Diligent is building on its existing privacy program, too. The company is going through thousands of vendor and customer contracts, looking at SCCs and BCRs and examining underlying transactions to assess risk. It is also bringing in an outside vendor to beef up its data-mapping processes.

‘For a company to do appropriate due diligence, you have to start with your contractors,’ says Allen. ‘You have to start looking at where they are moving data. And you have to start looking at the measures you have in place with them and the measures they may have in place. And to some degree, just by practicality, you have to prioritize the most sensitive situations.’

Other companies may decide to adopt technical measures by encrypting, pseudonymizing or anonymizing information. But do smaller companies need to be wary, particularly those that would never normally be ordered to hand over data to state security services?

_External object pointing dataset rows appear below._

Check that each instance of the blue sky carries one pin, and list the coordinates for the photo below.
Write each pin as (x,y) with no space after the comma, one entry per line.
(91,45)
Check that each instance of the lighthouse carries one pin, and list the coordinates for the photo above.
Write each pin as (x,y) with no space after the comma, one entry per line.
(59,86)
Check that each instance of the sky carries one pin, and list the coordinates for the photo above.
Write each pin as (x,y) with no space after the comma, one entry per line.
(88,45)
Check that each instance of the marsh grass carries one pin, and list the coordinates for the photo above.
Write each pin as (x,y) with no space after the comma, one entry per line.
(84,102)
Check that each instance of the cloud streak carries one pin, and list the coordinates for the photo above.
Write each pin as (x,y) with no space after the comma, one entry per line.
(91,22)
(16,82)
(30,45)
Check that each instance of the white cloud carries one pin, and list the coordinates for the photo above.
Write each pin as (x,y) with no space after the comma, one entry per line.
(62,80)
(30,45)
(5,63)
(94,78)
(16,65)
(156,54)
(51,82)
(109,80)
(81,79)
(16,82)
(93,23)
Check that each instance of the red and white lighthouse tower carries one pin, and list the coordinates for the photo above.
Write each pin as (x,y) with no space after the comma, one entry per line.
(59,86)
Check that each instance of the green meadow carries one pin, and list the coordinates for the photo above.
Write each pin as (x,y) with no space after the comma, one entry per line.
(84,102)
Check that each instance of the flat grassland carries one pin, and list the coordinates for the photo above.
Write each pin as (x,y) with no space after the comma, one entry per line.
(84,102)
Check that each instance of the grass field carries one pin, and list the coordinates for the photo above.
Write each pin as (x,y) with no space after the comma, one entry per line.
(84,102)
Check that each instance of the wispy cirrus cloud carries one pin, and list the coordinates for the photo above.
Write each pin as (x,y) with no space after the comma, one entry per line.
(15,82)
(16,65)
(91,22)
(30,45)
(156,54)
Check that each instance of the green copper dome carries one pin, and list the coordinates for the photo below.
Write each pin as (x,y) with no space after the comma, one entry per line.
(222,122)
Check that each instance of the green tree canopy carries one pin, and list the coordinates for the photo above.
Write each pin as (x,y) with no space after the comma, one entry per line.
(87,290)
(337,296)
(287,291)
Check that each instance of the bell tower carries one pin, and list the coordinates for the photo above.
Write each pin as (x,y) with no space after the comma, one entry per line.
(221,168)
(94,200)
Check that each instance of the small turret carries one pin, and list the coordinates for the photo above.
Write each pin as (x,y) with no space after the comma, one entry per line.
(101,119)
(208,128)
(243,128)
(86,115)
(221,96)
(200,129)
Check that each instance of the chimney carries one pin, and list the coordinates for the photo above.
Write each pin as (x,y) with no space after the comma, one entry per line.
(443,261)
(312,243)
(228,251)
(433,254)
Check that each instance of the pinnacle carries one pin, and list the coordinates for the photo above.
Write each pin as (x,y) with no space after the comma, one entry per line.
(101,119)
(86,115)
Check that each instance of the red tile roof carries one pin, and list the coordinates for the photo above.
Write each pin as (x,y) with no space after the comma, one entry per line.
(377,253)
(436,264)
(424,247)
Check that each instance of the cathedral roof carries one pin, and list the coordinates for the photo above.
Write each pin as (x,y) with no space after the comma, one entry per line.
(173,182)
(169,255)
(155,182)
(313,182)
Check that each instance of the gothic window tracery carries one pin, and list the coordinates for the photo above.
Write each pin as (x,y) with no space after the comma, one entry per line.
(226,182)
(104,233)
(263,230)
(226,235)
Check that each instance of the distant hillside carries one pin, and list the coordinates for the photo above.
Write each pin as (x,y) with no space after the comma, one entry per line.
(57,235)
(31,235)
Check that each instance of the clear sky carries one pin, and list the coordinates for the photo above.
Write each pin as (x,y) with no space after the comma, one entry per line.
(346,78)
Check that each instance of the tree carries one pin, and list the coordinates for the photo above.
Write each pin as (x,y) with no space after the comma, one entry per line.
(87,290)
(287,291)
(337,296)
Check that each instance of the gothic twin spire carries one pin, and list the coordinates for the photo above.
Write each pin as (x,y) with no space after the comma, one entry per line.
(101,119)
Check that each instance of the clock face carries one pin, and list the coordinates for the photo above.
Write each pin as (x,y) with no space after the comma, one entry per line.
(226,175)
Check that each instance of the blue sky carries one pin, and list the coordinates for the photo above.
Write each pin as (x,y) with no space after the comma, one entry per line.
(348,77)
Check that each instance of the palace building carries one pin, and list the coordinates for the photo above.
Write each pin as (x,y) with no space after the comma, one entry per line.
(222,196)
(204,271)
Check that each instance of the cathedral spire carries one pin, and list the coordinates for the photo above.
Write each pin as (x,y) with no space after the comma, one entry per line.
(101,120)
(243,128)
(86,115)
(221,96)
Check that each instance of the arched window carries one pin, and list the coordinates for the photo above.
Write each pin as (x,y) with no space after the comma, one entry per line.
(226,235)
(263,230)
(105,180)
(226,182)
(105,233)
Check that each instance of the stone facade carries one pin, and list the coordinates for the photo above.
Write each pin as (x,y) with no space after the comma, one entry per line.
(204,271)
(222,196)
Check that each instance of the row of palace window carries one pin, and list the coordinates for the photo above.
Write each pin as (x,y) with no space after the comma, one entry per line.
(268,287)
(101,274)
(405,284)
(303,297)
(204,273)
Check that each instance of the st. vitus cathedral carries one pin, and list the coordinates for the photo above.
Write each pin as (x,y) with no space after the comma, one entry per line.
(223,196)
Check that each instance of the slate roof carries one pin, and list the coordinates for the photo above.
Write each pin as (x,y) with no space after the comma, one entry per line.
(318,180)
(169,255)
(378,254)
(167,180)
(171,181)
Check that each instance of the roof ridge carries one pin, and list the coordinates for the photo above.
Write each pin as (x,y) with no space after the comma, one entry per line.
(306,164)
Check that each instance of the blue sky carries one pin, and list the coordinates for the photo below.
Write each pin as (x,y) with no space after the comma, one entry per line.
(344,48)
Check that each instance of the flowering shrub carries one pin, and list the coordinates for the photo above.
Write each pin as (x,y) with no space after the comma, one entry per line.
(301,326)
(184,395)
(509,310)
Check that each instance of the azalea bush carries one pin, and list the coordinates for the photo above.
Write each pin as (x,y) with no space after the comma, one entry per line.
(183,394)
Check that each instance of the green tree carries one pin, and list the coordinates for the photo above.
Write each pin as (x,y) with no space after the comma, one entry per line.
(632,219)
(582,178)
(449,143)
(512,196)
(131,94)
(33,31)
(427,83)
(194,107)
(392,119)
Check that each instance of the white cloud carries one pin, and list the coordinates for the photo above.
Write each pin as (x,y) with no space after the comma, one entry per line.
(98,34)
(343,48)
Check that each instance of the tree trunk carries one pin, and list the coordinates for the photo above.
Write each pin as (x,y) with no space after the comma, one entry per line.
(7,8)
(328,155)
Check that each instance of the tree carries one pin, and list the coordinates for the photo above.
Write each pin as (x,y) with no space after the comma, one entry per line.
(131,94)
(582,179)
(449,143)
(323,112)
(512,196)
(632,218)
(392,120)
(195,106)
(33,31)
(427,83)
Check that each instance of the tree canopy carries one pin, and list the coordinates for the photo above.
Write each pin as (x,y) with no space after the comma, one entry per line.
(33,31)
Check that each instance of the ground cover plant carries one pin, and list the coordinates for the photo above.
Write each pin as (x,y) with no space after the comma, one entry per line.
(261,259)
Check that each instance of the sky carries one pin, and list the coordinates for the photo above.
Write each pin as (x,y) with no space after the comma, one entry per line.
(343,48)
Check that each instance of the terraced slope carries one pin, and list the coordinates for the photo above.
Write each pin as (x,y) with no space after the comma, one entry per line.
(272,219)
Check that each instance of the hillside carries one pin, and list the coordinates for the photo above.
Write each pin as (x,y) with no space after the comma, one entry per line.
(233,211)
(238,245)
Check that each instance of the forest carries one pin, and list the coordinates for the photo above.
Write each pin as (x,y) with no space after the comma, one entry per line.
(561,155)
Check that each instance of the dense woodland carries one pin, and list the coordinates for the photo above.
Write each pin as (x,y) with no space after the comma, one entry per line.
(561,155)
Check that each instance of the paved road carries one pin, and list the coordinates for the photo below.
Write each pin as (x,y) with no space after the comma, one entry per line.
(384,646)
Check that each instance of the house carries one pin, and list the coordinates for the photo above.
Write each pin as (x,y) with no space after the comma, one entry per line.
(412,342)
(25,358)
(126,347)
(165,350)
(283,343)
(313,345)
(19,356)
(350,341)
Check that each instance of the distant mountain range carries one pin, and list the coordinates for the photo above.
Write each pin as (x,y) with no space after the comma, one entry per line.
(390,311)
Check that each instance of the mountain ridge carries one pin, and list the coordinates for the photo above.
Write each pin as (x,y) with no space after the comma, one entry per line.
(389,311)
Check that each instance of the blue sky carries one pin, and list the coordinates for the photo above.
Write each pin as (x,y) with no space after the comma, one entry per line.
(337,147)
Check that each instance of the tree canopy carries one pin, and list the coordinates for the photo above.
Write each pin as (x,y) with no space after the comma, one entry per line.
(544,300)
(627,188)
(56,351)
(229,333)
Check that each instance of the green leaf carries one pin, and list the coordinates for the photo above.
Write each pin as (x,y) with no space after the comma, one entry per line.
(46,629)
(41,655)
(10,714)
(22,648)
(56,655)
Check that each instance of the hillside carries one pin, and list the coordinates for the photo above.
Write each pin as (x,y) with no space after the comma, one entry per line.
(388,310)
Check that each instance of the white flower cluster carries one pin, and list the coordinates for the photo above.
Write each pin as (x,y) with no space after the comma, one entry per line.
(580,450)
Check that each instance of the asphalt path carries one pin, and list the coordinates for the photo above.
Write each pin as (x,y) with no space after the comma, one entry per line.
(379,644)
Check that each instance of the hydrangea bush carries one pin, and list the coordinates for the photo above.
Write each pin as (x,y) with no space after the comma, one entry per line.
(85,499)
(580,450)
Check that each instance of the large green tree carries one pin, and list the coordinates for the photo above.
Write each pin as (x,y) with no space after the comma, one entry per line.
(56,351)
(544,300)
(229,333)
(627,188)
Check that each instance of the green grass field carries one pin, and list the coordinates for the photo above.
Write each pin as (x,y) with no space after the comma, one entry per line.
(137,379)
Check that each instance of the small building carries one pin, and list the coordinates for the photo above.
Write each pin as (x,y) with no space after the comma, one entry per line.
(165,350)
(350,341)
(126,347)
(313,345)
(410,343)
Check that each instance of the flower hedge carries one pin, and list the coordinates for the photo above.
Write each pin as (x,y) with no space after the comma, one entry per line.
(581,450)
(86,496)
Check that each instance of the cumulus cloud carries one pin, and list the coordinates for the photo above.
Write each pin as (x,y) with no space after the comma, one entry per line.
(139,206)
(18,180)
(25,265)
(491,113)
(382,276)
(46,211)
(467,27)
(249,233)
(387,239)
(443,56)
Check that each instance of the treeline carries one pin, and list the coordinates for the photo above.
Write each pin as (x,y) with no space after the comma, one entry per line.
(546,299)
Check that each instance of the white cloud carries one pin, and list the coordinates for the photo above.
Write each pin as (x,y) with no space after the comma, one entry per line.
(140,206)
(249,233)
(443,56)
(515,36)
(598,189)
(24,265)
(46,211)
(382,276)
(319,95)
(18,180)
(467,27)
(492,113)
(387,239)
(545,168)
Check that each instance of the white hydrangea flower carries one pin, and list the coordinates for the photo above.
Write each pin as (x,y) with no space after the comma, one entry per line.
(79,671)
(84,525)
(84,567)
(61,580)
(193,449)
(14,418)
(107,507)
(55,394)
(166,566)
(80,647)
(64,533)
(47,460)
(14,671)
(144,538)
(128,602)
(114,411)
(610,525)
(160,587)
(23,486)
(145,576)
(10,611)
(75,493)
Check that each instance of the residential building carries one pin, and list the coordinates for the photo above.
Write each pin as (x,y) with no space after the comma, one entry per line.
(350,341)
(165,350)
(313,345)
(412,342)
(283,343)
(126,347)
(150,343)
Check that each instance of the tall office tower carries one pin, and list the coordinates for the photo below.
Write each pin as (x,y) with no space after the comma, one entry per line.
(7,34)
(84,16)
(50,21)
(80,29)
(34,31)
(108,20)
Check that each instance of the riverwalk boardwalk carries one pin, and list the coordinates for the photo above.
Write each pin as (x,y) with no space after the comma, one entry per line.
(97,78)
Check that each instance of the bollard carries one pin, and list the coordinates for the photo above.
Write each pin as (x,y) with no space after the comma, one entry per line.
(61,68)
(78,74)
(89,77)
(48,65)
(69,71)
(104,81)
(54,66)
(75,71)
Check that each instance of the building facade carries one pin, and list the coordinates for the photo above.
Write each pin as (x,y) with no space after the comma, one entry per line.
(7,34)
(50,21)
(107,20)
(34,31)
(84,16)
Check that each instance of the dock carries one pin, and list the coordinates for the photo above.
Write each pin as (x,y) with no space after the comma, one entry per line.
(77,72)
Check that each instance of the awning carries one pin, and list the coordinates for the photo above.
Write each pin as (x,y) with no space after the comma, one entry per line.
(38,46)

‘Well, it hasn’t quite got to that point yet but it could do,’ says Evans. ‘At the moment, what the regulator says is that every company has to do an assessment of the law of the importing country and then work out whether those laws are more intrusive or less intrusive, more protective or less protective than what’s allowed in Europe, which is an incredibly difficult piece of work to do.’

Ireland on the move

Ireland’s main privacy watchdog, which regulates the European headquarters of Microsoft, Facebook, Apple and Google, swung into action weeks after the judgment.

The Irish Data Protection Commission sent a preliminary order to Facebook ordering it to suspend US data transfers involving EU users. The issue is now with the Irish courts, with Facebook hoping to slow down the process and Schrems hoping to speed it up. Irish data protection commissioner Helen Dixon told CNBC she hopes the dispute with Facebook will be resolved by early 2021.

As for Schrems, the 33-year-old says the problem is in the US. ‘It is clear that the US will have to seriously change its surveillance laws if US companies want to continue to play a major role in the EU market,’ he told Bloomberg.

Schrems’ privacy group, Noyb, has also set its sights on Apple, which it targeted with data protection complaints in Spain and Germany. ‘At the moment we will not be filing the Apple complaint in other countries. [But] we have filed a complaint against Google,’ Noyb tells IR Magazine.

The Google complaint, sent to Austria’s regulator, claims Google tracks Android phone users with an ID allowing Google and third parties to monitor them.

Neither Google nor Apple responded to IR Magazine’s request for comment.